Es stehen spannende Zeiten bevor - und viele, die sich bis jetzt wegducken konnten von den "Helden" aus den Landesverbänden, die dieses Chaos durch ihre Wahl zu verantworten haben, werden zukünftig Farbe bekennen müssen...

Wir werden nicht locker lassen............


----------



## GandRalf (6. September 2013)

*AW: (VDSF)DAFV: Noch mehr Fragen, noch weniger Antworten - Noch mehr Dilettantismus??*

Auf der neu eingerichteten Homepage des DAFV findet sich dieser Text.

Im letzten Absatz werden kleine Andeutungen von Antworten in Aussicht gestellt.



> edit by Admin, kein direktes einstellen fremder Inhalte, nur verlinken


Quelle: www.dafv.de


----------



## Thomas9904 (6. September 2013)

*AW: (VDSF)DAFV: Noch mehr Fragen, noch weniger Antworten - Noch mehr Dilettantismus??*



> Im lezten Absatz werden kleine Andeutungen von Antworten in Aussicht gestellt.


Genau diese Seite (siehe Datum Veröffentlichung da) zeigt, wie inkompetent Frau Dr. ist - sie ist laut dieser Veröffentlichung persönlich im Präsidium zuständig für Öffentlichkeitsarbeit und hat bis dato diesbezüglich nix zu Stande gebracht ausser dieser seit Wochen unveränderten Stellungnahme - *PEINLICHST!!!!*

Und die Landesverbände (abgesehen von denen, die jetzt endlich anfangen Fragen zu stellen) dulden das alles!!

Daher hat dies auch nichts mit dem Thema hier zu tun, da dies hier aktuelle Fragen sind, die lange nach der Veröffentlichung auf der Seite des (VDSF)DAFV gestellt wurden und sich das daher nicht auf diese Fragen bezieht...

Meine Meinung nach wie vor:
Dilettantische Trümmertruppe im Bund, verantwortungslose Abnicker in den Ländern (Ausnahme LSFV-NDS, die gegen diesen Unfug stimmten und den LV, die jetzt zumindest mal anfangen, Fragen zu stellen...)...


----------



## pro-release (6. September 2013)

*AW: (VDSF)DAFV: Noch mehr Fragen, noch weniger Antworten - Noch mehr Dilettantismus??*

Ich kann mir schon vorstellen aus welchen Reihen dieser Fragenkatalog kommt. 

Ist schon interessant das diese Fragen erst jetzt gestellt werden, wenige Tage vor der Sitzung.

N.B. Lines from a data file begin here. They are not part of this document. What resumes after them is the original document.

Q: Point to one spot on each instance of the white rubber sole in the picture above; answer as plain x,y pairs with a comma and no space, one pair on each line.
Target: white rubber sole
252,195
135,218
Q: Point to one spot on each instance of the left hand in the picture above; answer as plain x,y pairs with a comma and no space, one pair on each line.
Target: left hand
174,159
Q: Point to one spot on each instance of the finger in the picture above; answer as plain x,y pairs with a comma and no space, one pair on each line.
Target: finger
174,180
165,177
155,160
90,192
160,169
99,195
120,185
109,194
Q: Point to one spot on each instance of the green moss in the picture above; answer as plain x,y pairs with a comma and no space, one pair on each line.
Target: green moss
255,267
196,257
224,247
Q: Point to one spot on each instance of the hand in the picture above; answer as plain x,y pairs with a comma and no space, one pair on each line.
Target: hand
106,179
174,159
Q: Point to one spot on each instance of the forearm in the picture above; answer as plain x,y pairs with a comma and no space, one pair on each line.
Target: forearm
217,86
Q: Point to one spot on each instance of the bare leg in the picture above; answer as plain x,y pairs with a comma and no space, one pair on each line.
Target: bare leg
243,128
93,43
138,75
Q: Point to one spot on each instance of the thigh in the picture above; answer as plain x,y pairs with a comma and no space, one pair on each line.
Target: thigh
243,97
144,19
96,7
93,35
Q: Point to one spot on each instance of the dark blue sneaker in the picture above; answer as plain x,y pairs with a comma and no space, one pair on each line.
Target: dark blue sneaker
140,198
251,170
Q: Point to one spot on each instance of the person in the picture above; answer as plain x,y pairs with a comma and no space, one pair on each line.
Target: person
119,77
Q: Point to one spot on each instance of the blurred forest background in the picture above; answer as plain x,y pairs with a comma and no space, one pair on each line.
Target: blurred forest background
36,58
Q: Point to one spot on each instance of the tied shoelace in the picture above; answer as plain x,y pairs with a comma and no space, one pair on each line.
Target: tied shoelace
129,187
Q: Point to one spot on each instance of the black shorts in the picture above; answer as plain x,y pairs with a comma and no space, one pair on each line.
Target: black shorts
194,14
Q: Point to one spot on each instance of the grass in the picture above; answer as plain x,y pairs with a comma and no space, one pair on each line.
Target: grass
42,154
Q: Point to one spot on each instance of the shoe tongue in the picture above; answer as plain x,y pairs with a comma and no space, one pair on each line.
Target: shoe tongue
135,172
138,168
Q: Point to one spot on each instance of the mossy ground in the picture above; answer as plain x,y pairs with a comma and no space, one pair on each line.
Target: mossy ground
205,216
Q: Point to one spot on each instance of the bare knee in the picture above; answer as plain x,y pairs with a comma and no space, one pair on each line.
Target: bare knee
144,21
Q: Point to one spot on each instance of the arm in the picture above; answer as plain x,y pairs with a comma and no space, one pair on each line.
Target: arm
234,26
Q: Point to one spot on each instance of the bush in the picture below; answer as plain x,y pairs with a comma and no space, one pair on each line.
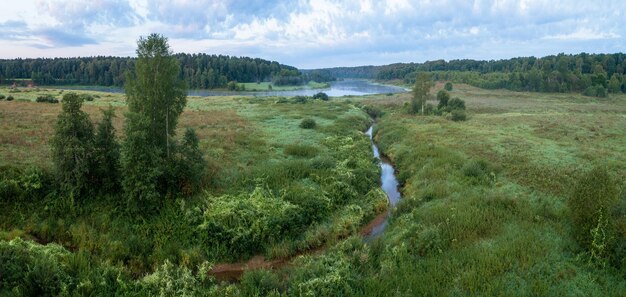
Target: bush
479,171
47,99
457,115
456,103
596,91
300,150
321,96
87,97
429,109
308,123
301,99
443,97
594,197
372,111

Dem Fragesteller ist bewusst das diese Fragen nicht beantwortet werden können. Das wäre ein fulltime Job für nen Controller. 

Dafür ist jedoch
A kein Geld da 
B kein Personal in den Geschäftsstellen vorhanden und
C scheint wohl auch nicht zufällig ein Controller im Präsidium zu sitzen

Vielmehr scheint es so als das hier ein Landesverband versucht den Standpunkt "Austritt" zu untermauern um wieder mehr Land zu gewinnen, weil befürchtet wird das nicht wenige seiner Schäfchen abwandern könnten.


----------



## Thomas9904 (6. September 2013)

*AW: (VDSF)DAFV: Noch mehr Fragen, noch weniger Antworten - Noch mehr Dilettantismus??*

Die Fragen sind seit Monaten bekannt - auch Frau Dr. (spätestens letzter Verbandsausschuss VDSDF, wo sie anwesend war).

Da sie sich bis jetzt geweigert hat, diese Fragen zu beantworten oder auch entsprechende Unterlagen zur Vorbereitung der Sitzung an die LV zu geben, kann sie sich wohl kaum beschweren, wenn dann mehrere LV nun endlich "Butter bei die Fische" wollen vom Bundesverband...

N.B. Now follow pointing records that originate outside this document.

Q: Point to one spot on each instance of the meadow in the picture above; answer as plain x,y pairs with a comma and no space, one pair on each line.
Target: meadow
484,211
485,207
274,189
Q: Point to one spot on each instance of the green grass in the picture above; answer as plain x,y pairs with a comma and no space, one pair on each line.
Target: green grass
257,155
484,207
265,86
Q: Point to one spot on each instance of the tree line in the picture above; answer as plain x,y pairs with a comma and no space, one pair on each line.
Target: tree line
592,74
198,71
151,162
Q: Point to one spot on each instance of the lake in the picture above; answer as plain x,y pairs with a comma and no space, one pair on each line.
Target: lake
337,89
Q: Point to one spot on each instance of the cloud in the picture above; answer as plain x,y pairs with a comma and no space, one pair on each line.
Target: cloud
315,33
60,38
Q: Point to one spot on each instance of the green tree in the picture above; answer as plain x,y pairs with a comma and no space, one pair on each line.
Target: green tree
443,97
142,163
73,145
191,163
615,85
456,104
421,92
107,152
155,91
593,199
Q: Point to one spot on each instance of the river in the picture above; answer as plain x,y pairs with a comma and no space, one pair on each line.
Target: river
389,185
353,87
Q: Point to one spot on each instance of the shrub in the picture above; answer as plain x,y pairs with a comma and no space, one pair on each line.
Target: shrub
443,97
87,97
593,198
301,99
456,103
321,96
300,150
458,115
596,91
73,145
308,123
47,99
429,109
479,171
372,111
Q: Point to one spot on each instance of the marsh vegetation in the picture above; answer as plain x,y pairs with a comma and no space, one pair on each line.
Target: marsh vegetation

Und egal von wem die Fragen kommen:
Sie sind alle komplett berechtigt und hätten schon vor der Fusion geklärt gehört - und das wäre wohl auch geschehen, *wenn nicht die Delegierten der Landesverbände alles nur blind abgenickt hätten und statt dessen ihrer Verantwortung gerecht geworden wären* und Druck gemacht hätten..

Meine Meinung nach wie vor:
Dilettantische Trümmertruppe im Bund, verantwortungslose Abnicker in den Ländern (Ausnahme LSFV-NDS, die gegen diesen Unfug stimmten und den LV, die jetzt zumindest mal anfangen, Fragen zu stellen...)...


----------



## pro-release (6. September 2013)

*AW: (VDSF)DAFV: Noch mehr Fragen, noch weniger Antworten - Noch mehr Dilettantismus??*



Thomas9904 schrieb:


> .
> 
> Und egal von wem die Fragen kommen:
> Sie sind alle komplett berechtigt und hätten schon vor der Fusion geklärt gehört - und das wäre wohl auch geschehen, *wenn nicht die Delegierten der Landesverbände alles nur blind abgenickt hätten und statt dessen ihrer Verantwortung gerecht geworden wären* und Druck gemacht hätten..
> ...





Das wäre evtl. auch Geschehen wenn die Fusionsbefürworter den Verband nicht mit Austritt gedroht hätten weil die Fusionsverhandlungen, auch aufgrund der ungeklärten Finanzen ins stocken geraten wären. Dann wurde auf Teufel komm raus fusioniert und die Fusionsbefürworter sind dennoch ausgetreten...


----------



## Thomas9904 (6. September 2013)

*AW: (VDSF)DAFV: Noch mehr Fragen, noch weniger Antworten - Noch mehr Dilettantismus??*



			
				pro-release schrieb:
			
		

> Vermutlich von 4 LV´s die den Austritt beschliessen oder nicht wieder eintreten möchten. Wahrscheinlich auch untereinander abgestimmt. "Ich weiß auch noch ne Frage" Warum also jetzt eine Woche vor der nächsten Sitzung und nicht schon bei der letzten. *Da steckt ein System dahinter..*.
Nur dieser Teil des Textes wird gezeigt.